Once Bitter Feelings Between Town and Gown Have become Downright Neighborly—Just in Time as Megaprojects Take Aim at the 'U' District.

By Jon Marmor

That sound you hear rumbling through the University of Washington and the Seattle neighborhoods that surround the campus? Could it be the collective grinding of teeth by the 50,000 people who live within a mile of the UW, and the 50,000 or so UW employees, faculty and students who populate the campus? The reason? The region is going to be hit with three of the messiest, biggest-impact projects ever—and all at about the same time.

Brace yourself:

  • Light rail is coming.
  • The Seahawks will play at Husky Stadium in 2000 and 2001.
  • The UW could build up to 3 million square feet on campus over the next 12 years.

In other words, life in and around the UW could be a total headache. For years. Consider: six years of construction (beginning in late 2000) on a subway line on the campus side of 15th Avenue N.E.; 71,000 Seahawk fans jamming into Husky Stadium on Sundays in the next two autumns; and a cornucopia of construction projects—ranging from the new William H. Gates Hall for the law school to possibly putting a lid over Pacific Avenue N.E.—to accommodate 10,000 more people on campus in the next decade.

"It's pretty overwhelming," says Louise Little, '81, president of the Greater University District Chamber of Commerce and personnel director at the University Book Store.

Yet, despite the coming disruption, there is a strange feeling permeating these parts. For the first time in recent memory, the UW and the surrounding neighborhoods have been acting, well, neighborly toward each other. Years of rancor, mistrust and suspicion seem to be subsiding.

And just in time, too.

Oh, things are not perfect. There are still lots of ongoing squabbles. "But the situation is much better than it used to be," says Steve Sheppard, '71, supervisor of the Neighborhood Programs Division for the city of Seattle, who for years has been involved in dealings between the University and surrounding resident groups.

Perhaps the best example of how relations between the University and community have changed was the stunning resolution of a potentially nasty situation—the siting of a new UW indoor athletic practice facility. It looked like yet another big University-community battle.

The $26 million facility will be about 80 feet high and 150 yards long, holding about 95,000 square feet. The original site was north of the IMA Building parallel to Montlake Boulevard. But fearing it would create a "canyon effect" down the busy thoroughfare (because of the hill on the other side of the street), residents declared it unacceptable.

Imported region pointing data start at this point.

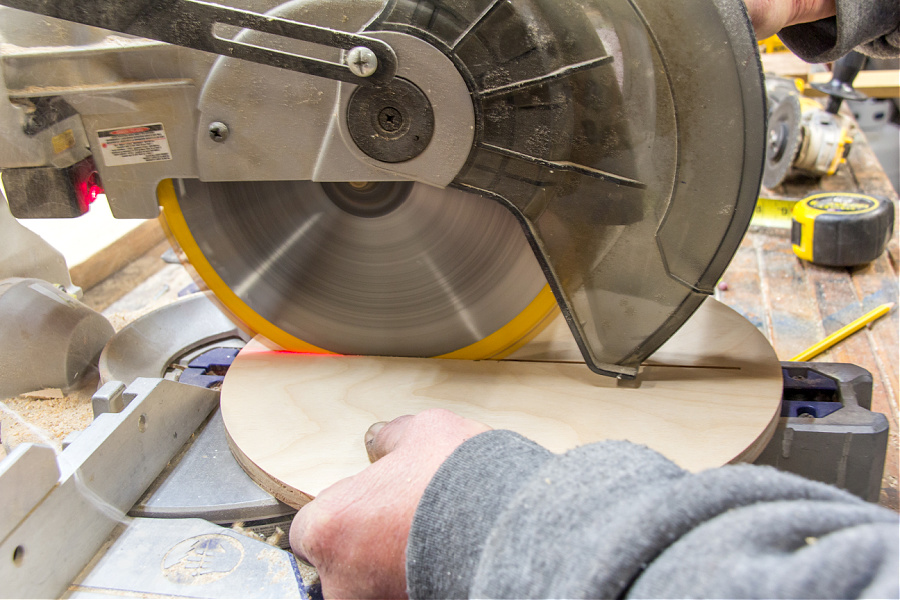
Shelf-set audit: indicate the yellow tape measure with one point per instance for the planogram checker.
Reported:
(772, 212)
(832, 229)
(841, 230)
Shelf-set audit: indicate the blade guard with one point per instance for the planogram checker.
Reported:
(634, 170)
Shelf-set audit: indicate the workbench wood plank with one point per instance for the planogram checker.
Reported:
(830, 298)
(296, 421)
(743, 287)
(880, 83)
(790, 301)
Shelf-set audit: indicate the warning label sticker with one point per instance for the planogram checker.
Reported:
(134, 144)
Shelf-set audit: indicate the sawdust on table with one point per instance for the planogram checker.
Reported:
(45, 417)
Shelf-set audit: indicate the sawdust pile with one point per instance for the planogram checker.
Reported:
(45, 417)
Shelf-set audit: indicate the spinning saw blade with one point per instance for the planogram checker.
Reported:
(626, 139)
(382, 268)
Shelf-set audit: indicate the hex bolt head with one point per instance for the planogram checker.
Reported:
(361, 61)
(218, 131)
(390, 119)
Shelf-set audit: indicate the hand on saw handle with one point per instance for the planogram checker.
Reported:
(771, 16)
(355, 532)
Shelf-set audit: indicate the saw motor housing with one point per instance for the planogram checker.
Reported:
(629, 153)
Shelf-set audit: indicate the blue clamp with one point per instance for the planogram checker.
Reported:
(208, 369)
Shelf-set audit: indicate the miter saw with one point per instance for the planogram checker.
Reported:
(392, 177)
(356, 176)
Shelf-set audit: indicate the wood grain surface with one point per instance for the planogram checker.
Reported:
(796, 304)
(709, 396)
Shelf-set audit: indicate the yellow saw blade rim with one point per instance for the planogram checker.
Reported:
(539, 313)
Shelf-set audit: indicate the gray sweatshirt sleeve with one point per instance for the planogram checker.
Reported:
(869, 26)
(504, 517)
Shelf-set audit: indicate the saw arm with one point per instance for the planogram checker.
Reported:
(625, 137)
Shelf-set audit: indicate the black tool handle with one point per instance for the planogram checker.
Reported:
(840, 88)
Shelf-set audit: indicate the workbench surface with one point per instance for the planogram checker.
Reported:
(793, 303)
(796, 304)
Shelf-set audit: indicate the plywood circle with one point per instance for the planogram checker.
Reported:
(709, 396)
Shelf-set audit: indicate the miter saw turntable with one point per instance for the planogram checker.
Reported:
(398, 178)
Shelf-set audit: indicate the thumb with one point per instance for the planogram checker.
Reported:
(384, 437)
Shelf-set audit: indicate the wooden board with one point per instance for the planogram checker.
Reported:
(796, 304)
(295, 422)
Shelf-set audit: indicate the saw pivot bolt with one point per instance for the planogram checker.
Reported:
(390, 119)
(218, 131)
(362, 61)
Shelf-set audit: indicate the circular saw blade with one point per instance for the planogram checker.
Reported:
(388, 268)
(783, 137)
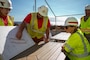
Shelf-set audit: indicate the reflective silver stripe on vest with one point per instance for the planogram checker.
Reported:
(85, 48)
(33, 25)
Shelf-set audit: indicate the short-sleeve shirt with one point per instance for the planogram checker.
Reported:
(5, 21)
(40, 21)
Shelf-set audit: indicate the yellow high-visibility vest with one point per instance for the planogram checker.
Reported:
(85, 24)
(10, 21)
(77, 47)
(33, 29)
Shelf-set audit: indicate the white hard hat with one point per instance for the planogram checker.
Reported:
(71, 21)
(87, 7)
(43, 10)
(6, 4)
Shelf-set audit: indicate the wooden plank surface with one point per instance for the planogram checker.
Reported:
(61, 36)
(50, 51)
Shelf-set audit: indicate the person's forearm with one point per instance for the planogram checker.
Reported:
(47, 33)
(22, 26)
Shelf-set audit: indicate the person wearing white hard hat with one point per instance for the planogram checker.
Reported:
(77, 46)
(85, 22)
(5, 19)
(37, 24)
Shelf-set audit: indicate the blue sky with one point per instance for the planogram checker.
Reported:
(60, 7)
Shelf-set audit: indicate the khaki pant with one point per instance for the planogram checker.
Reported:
(88, 37)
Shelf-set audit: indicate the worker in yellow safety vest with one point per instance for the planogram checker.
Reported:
(77, 46)
(5, 19)
(85, 23)
(37, 25)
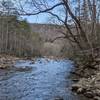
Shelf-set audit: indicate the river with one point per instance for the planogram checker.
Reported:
(46, 80)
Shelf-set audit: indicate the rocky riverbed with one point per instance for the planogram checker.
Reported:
(37, 79)
(87, 81)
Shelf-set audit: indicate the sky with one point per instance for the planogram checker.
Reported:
(41, 18)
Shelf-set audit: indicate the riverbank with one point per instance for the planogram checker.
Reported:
(87, 81)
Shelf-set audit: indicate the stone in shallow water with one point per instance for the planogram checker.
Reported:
(58, 98)
(25, 68)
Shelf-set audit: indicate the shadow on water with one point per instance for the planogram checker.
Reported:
(43, 80)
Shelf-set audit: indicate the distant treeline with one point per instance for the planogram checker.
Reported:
(16, 37)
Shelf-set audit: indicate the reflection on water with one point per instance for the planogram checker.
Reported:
(46, 80)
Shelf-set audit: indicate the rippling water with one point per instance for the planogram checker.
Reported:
(46, 80)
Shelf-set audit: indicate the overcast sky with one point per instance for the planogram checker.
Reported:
(41, 18)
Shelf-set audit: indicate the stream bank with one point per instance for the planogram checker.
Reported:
(87, 81)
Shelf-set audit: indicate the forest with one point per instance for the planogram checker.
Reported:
(76, 23)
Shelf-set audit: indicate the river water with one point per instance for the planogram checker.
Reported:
(46, 80)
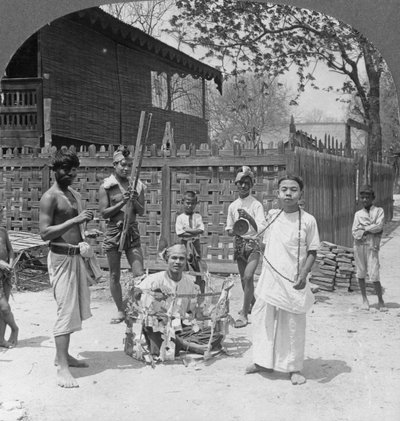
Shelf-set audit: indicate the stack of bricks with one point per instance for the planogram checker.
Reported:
(323, 273)
(334, 269)
(345, 271)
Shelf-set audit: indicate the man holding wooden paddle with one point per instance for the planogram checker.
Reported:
(121, 199)
(114, 196)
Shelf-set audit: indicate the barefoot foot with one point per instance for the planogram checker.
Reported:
(73, 362)
(255, 368)
(365, 305)
(65, 379)
(5, 344)
(382, 306)
(13, 339)
(297, 378)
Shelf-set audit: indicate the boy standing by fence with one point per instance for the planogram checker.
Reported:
(283, 295)
(189, 226)
(6, 316)
(367, 232)
(246, 246)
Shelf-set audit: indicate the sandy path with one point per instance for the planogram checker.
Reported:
(352, 366)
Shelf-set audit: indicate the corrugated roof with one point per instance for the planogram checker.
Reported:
(132, 37)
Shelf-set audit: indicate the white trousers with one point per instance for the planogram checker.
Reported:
(278, 337)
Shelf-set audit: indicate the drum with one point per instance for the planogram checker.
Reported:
(241, 227)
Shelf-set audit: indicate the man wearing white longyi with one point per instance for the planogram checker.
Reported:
(283, 295)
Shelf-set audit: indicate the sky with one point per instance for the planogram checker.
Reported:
(311, 102)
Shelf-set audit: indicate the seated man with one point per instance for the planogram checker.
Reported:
(168, 302)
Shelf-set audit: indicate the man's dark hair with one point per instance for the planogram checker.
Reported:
(190, 193)
(295, 178)
(65, 157)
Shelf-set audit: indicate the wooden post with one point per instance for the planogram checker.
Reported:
(47, 121)
(165, 231)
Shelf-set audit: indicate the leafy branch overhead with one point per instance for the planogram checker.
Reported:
(270, 39)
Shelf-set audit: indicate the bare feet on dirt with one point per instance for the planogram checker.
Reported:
(65, 379)
(73, 362)
(12, 340)
(382, 306)
(365, 305)
(5, 344)
(297, 378)
(255, 368)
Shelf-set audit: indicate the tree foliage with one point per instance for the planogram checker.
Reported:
(145, 15)
(269, 39)
(249, 105)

Just as tempers were beginning to flare, Barbara Hedges, the UW athletic director, turned out to attend several community meetings to see how the situation could be worked out. Her mere presence at those meetings blew many people away.

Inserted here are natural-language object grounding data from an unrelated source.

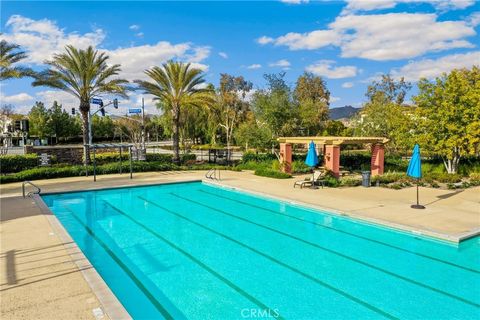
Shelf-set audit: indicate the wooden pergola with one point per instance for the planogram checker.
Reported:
(331, 154)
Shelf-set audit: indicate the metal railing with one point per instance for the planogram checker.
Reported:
(37, 191)
(212, 174)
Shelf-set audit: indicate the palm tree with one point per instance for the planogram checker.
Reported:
(9, 55)
(84, 74)
(176, 85)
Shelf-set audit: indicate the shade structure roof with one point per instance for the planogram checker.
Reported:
(333, 140)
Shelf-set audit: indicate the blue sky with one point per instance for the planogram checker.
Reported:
(349, 43)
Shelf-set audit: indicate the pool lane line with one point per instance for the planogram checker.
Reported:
(415, 282)
(306, 275)
(191, 257)
(124, 267)
(345, 232)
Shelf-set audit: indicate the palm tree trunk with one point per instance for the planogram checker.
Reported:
(176, 138)
(85, 109)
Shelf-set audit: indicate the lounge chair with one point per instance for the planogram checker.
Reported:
(318, 177)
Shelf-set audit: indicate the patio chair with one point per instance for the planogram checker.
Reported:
(318, 177)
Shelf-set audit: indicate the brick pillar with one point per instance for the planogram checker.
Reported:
(286, 157)
(377, 165)
(332, 159)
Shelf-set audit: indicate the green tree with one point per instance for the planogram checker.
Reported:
(449, 115)
(274, 106)
(103, 127)
(84, 74)
(59, 123)
(176, 85)
(231, 104)
(38, 121)
(385, 115)
(313, 99)
(10, 55)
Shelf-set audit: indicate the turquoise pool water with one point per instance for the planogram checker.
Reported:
(196, 251)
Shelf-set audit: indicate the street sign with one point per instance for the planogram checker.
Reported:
(96, 101)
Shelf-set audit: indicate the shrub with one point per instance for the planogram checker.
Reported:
(350, 182)
(270, 173)
(17, 163)
(257, 157)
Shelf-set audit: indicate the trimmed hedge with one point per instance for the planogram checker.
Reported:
(270, 173)
(17, 163)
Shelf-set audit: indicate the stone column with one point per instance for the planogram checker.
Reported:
(332, 159)
(378, 155)
(286, 157)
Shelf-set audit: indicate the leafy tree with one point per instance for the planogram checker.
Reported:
(334, 128)
(84, 74)
(38, 120)
(253, 135)
(274, 106)
(449, 115)
(59, 122)
(384, 115)
(313, 99)
(231, 104)
(176, 85)
(10, 55)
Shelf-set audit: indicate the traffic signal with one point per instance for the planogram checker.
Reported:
(102, 110)
(24, 125)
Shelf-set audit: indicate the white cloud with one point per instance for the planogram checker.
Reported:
(265, 40)
(19, 98)
(294, 1)
(474, 19)
(134, 60)
(43, 38)
(431, 68)
(368, 5)
(254, 66)
(334, 99)
(392, 36)
(326, 68)
(282, 63)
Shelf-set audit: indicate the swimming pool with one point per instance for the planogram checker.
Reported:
(198, 251)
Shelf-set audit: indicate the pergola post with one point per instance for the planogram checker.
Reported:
(286, 157)
(332, 159)
(378, 159)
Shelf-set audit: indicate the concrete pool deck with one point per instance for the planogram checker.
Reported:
(46, 277)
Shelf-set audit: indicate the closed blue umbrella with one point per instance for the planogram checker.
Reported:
(414, 170)
(312, 160)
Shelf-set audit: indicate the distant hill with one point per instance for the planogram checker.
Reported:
(345, 112)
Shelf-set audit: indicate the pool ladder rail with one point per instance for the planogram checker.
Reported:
(212, 174)
(31, 193)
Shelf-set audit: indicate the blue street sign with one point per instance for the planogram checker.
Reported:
(96, 101)
(134, 110)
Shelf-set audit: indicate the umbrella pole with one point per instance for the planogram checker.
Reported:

UW Athletic Director Barbara Hedges

UW Athletic Director Barbara Hedges heeded community concerns by coming up with an alternative site for a new indoor practice facility, even though it will cost more and delay the project. "Community concerns are of great importance to us all," she says. Photo by Kathy Sauber.

"Community concerns are of great importance to us all," she explains. "It became very apparent to me that the concerns of the community regarding the site were much greater than anyone had anticipated. I listened very carefully to what they were saying to us."

So she went back to the drawing board and came up with a new site on the Lake Washington waterfront behind Husky Stadium. That alternative site will cost the athletic department approximately $2 million more and delay the project by a year because construction near the shoreline prompts environmental concerns. But the UW gets the facility it wants, and preserves harmony with the community.

That move generated such good will that community organizers have begun writing government officials in support of the UW's application for permits in that sensitive wetland area.

The solution of this matter has been hailed in all quarters. "This solution is very symbolic," says Sheppard. "People listened. That made for a tremendous change in University-community relations. It built trust and understanding. The people involved learned they could talk, listen and work things out, even if the answers weren't quite what they wanted to hear."